Volvo, which has dabbled with flywheel technology in the past, said no manufacturer had
applied such systems to the rear axle of a car fitted with a combustion engine driving the front wheels.
Powertrain vice president Derek Crabb said that if the tests and technical development went as planned, Volvo expected cars with flywheel technology to reach the showrooms within a few years.
"The flywheel technology is relatively cheap,” he said. “It can be used in a much larger volume of our cars than top-of-the-line technology such as the plug-in hybrid.”
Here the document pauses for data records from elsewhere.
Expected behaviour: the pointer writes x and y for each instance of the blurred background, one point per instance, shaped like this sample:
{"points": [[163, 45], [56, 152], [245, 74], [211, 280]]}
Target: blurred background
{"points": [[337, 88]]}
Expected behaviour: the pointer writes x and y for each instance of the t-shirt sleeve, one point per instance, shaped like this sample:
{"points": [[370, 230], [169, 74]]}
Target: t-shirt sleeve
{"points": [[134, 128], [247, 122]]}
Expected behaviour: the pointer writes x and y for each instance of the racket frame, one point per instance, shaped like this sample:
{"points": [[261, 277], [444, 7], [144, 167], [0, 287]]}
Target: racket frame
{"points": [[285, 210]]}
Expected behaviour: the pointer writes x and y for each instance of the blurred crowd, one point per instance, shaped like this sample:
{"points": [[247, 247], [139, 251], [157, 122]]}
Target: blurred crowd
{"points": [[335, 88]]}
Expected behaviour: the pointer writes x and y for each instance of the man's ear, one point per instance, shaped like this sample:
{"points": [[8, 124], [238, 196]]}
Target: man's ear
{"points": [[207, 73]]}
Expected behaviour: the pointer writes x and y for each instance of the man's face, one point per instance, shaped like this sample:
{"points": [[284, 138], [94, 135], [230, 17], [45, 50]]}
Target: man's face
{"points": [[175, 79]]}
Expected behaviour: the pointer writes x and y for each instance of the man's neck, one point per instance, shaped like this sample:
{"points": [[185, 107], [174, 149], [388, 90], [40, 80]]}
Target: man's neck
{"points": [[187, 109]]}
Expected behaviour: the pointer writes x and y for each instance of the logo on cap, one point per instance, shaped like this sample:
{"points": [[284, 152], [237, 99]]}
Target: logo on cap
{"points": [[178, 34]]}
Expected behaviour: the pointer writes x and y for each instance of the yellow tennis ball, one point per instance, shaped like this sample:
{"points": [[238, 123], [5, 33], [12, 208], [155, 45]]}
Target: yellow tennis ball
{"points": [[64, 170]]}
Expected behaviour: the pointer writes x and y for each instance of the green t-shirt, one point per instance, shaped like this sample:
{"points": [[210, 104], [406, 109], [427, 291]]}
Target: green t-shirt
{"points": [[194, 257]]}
Mr Crabb said the flywheel system not only had the potential to cut fuel consumption but also reduce 0-100km/h acceleration times “significantly”.
"The flywheel's stored energy is sufficient to power the car for short periods,” he said.
“However, this has a major impact on fuel consumption. Our calculations indicate that the combustion engine will be able to be turned off about half the time when driving according to the official New European Driving Cycle.”
Unlike petrol-electric hybrid systems that can store energy long-term in batteries, the spinning duration of the flywheel is limited, meaning it is really only beneficial in urban traffic.
Volvo received a Swedish Energy Agency grant of 6.57 million kronor ($A1m) for the project which is a joint venture with bearing company SKF. The system also uses a special CVT from Torotrak Technology.